- Folha de S. Paulo
Bolsonaristas aplaudiram ex-ministro na CPI
porque querem general preso
Em seu depoimento
à CPI da Covid, o ex-ministro da Saúde Eduardo Pazuello provou que é mais
leal a Bolsonaro do que ao Brasil. Já seria triste ver um general se
prestando a isso se Bolsonaro fosse só mais um político porcaria. Na verdade,
Jair é uma das maiores ameaças que o Brasil já enfrentou. Não é fácil
encontrar, na história recente, uma força beligerante que tenha matado mais
soldados inimigos do que Bolsonaro matou brasileiros durante a pandemia.
Na CPI, Pazuello mentiu sobre tudo: mentiu que não atrasou a compra de vacinas, mentiu que um hacker invadiu o site do Ministério da Saúde para instalar o programa TrateCov, mentiu que não promoveu o uso da cloroquina depois que estudos científicos provaram sua ineficácia contra a Covid-19, mentiu sobre os crimes do governo durante a crise do oxigênio em Manaus. Omitiu o fato de que, enquanto o governo fazia isso tudo, generais responsáveis seguiam as orientações da OMS no Exército, garantindo com isso uma baixíssima mortalidade entre os militares brasileiros.
Mas o maior escândalo do depoimento de
Pazuello foi a declaração de que Bolsonaro não lhe deu ordem de não
comprar a Coronavac, a vacina do Butantan, da China e de Doria, responsável
por 80% da vacinação brasileira até agora. O vídeo em que Bolsonaro dá a ordem
foi divulgado pelos próprios bolsonaristas; o vídeo em que Pazuello diz que
desistiu de comprar a vacina por ordem de Bolsonaro (“Um manda, o outro
obedece”) foi divulgado pelos próprios bolsonaristas.
Segundo o ex-ministro, as declarações de
Bolsonaro contra a Coronavac foram “coisa de internet”, um teatro político
motivado pela rivalidade entre Bolsonaro e João Doria. Pazuello argumenta que
as coisas de internet de Bolsonaro não influenciaram políticas públicas.
É mentira.
A questão é simples: Pazuello ou os outros
ministros de Bolsonaro podiam desobedecer às coisas de internet que Bolsonaro
dizia?
É evidente que não.
Mandetta tentou
ser um ministro da Saúde técnico enquanto Bolsonaro falava suas coisas
de internet: caiu. Teich tentou
ser um ministro da Saúde técnico enquanto Bolsonaro falava suas coisas
de internet: caiu. Dez dias atrás, a infectologista Luana Araújo, pós-graduada
na Universidade Johns Hopkins, assumiu o cargo de secretária de Enfrentamento à
Covid-19 pensando em fazer uma gestão técnica enquanto Bolsonaro falava suas
coisas de internet: pediu demissão depois de uma semana.
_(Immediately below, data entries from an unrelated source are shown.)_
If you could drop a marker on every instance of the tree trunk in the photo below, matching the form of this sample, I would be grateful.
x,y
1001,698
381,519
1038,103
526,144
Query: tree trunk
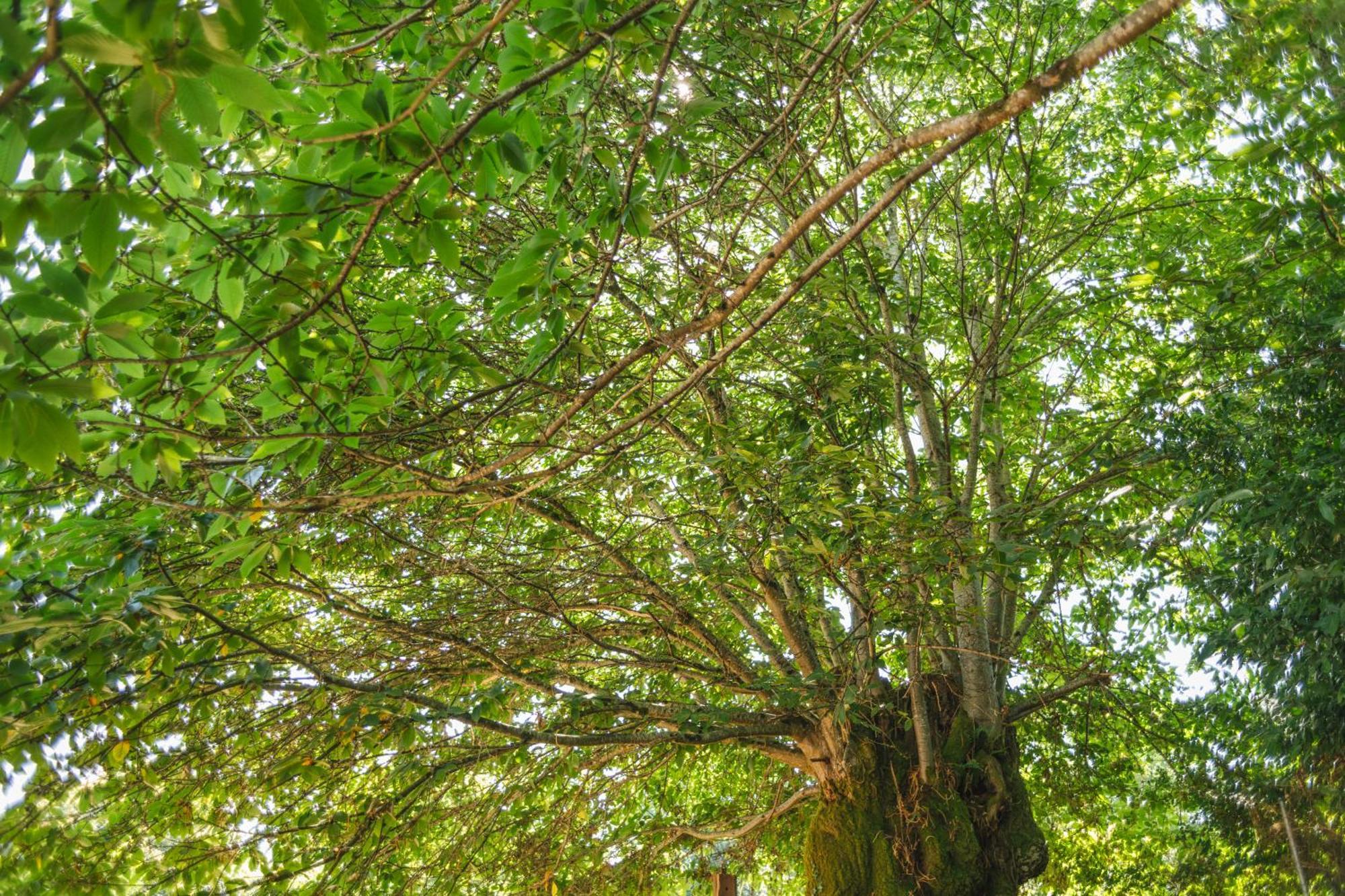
x,y
968,831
Pazuello só foi ministro porque aceitou
transformar as coisas de internet de Bolsonaro em políticas públicas.
Teve crises de consciência, que o fizeram,
inclusive, tentar comprar a Coronavac. Mas, no fim das contas, um mandou, o
outro obedeceu.
Os bolsonaristas aplaudiram o desempenho de
Pazuello na CPI porque querem o general preso.
Para eles, isso teria duas vantagens: a
prisão de um general poderia, em tese, animar o golpismo dentro das Forças
Armadas. Além disso, se tudo der errado, Pazuello é peixe grande o suficiente
para servir de bode expiatório dos crimes cometidos pelo resto dos
bolsonaristas, peixe grande o suficiente para ir para a cadeia no lugar deles.
Enfim, quando forem escrever a história de
como, no Brasil, as relações pessoais prevalecem sobre a lei, lembrem-se de
Eduardo Pazuello, que preferiu ser soldado de Bolsonaro a general do Brasil.
Relatos de fatos, de fato. Assim, fica fácil de entender essa dura e cruel realidade brasileira. Gostei muito da maneira didática, sem panfletismos, equilibrada e coerente.